270219 Gear Wheel M

Macro factors explaining S&P 500 equity valuation

Equities 8 minutes to read
Picture of Peter Garnry
Peter Garnry

Chief Investment Strategist

Summary:  We show that macro variables on the US housing market, consumer confidence, change in money supply, the US 2-year yield, unemployment rate, hourly earnings, and lending standards are the most important macro variables for explaining the variance in the earnings yield on the S&P 500 in the period 1994-2022. Our earnings yield model also have long periods during the dot-com bubble and the Covid-19 pandemic where the predicted earnings yield is considerably above the actual earnings yield suggesting these two periods are driven by strong investor sentiment and optimism not explainable by the macro backdrop.


US housing market and consumer confidence are key for equity valuation

When we set out to build an earnings yield model on S&P 500 our aim was to find the factors that can explain the variation in the earnings yield.
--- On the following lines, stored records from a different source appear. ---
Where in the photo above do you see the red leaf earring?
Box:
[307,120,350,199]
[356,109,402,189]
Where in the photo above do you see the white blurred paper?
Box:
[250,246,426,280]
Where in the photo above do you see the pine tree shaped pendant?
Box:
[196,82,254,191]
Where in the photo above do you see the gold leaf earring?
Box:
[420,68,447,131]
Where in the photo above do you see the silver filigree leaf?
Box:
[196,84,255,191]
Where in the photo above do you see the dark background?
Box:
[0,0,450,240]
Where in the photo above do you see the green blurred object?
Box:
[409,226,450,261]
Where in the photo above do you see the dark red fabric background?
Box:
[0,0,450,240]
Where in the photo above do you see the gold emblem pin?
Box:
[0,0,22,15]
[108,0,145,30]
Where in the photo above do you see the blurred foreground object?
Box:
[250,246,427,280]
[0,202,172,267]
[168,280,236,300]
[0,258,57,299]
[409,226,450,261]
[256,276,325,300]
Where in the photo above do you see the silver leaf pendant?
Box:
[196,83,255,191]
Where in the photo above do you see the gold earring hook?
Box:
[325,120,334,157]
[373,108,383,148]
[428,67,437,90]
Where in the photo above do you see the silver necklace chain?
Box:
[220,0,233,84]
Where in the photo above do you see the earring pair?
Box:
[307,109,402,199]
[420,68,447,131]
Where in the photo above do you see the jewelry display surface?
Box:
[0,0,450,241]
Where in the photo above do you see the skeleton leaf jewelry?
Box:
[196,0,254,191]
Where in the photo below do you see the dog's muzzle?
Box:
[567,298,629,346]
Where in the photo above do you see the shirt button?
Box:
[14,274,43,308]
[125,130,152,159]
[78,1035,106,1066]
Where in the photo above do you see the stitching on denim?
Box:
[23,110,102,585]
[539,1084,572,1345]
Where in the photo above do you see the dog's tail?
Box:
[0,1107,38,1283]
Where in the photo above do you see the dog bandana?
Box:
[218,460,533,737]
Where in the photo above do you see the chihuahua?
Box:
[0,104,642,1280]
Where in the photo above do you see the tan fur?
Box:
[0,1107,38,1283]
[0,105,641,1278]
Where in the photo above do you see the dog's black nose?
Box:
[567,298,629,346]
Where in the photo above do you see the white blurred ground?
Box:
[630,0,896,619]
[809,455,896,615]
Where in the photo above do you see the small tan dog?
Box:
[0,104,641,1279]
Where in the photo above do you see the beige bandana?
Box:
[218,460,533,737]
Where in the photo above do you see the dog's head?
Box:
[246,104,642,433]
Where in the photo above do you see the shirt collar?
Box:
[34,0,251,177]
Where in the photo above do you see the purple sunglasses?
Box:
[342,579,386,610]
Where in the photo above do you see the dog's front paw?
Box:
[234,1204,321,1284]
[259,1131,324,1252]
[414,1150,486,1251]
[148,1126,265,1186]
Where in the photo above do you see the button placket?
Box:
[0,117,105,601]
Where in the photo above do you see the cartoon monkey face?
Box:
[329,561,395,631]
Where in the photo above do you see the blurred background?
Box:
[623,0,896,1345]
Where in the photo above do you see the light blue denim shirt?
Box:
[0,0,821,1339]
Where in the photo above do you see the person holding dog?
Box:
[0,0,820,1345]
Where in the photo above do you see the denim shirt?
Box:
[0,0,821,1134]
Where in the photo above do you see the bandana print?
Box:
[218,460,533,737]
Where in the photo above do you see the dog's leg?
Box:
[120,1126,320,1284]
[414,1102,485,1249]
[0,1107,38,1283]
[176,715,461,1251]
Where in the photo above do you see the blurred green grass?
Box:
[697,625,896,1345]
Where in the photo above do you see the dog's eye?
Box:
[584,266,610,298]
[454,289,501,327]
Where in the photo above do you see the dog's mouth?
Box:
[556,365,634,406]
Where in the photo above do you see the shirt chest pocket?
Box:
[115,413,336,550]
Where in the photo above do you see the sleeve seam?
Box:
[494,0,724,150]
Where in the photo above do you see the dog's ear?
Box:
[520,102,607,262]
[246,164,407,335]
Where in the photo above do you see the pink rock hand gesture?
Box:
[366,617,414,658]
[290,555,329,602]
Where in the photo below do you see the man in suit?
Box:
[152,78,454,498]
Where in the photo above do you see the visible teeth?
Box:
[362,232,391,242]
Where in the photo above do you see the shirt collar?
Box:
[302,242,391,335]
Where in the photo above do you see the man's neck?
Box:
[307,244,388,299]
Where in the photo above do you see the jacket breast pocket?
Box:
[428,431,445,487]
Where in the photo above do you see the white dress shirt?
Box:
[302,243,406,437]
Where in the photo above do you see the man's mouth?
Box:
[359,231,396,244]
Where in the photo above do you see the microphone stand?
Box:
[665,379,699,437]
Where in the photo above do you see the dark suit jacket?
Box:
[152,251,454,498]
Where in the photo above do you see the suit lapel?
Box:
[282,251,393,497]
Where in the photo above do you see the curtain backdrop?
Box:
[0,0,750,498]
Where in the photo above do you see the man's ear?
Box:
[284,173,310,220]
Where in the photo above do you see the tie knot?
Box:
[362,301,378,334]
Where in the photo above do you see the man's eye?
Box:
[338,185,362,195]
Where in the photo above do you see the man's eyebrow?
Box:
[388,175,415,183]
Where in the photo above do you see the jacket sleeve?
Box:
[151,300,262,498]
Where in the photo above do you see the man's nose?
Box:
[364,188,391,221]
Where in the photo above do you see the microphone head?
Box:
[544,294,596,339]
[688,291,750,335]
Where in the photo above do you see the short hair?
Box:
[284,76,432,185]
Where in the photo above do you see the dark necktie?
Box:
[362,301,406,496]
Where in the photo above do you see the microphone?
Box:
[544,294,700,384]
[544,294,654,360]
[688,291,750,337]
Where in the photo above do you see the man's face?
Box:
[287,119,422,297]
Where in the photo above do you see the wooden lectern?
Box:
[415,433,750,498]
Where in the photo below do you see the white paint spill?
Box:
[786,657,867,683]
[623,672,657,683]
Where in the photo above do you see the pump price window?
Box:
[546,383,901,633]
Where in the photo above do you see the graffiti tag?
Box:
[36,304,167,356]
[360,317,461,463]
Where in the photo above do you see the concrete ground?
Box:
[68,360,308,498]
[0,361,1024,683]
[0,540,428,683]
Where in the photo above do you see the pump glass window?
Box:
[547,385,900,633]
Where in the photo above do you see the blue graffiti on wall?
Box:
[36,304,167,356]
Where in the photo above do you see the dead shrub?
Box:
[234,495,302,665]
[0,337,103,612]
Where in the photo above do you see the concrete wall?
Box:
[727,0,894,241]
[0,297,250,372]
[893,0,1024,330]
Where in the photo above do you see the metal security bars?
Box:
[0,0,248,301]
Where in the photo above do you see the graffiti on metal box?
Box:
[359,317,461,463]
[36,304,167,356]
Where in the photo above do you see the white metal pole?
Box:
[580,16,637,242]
Our first model was using mostly aggregate company fundamentals on the S&P 500 such as EBIT margin, revenue growth, capex-to-sales etc., with the 12-month trailing earnings yield as the target in the model. This model was misspecified for several reasons including the 12-month trailing earnings yield being too volatile and lagging, but more importantly company fundamentals on the S&P 500 are economically related to earnings and thus not offering an interesting model driven by external variables from the companies themselves.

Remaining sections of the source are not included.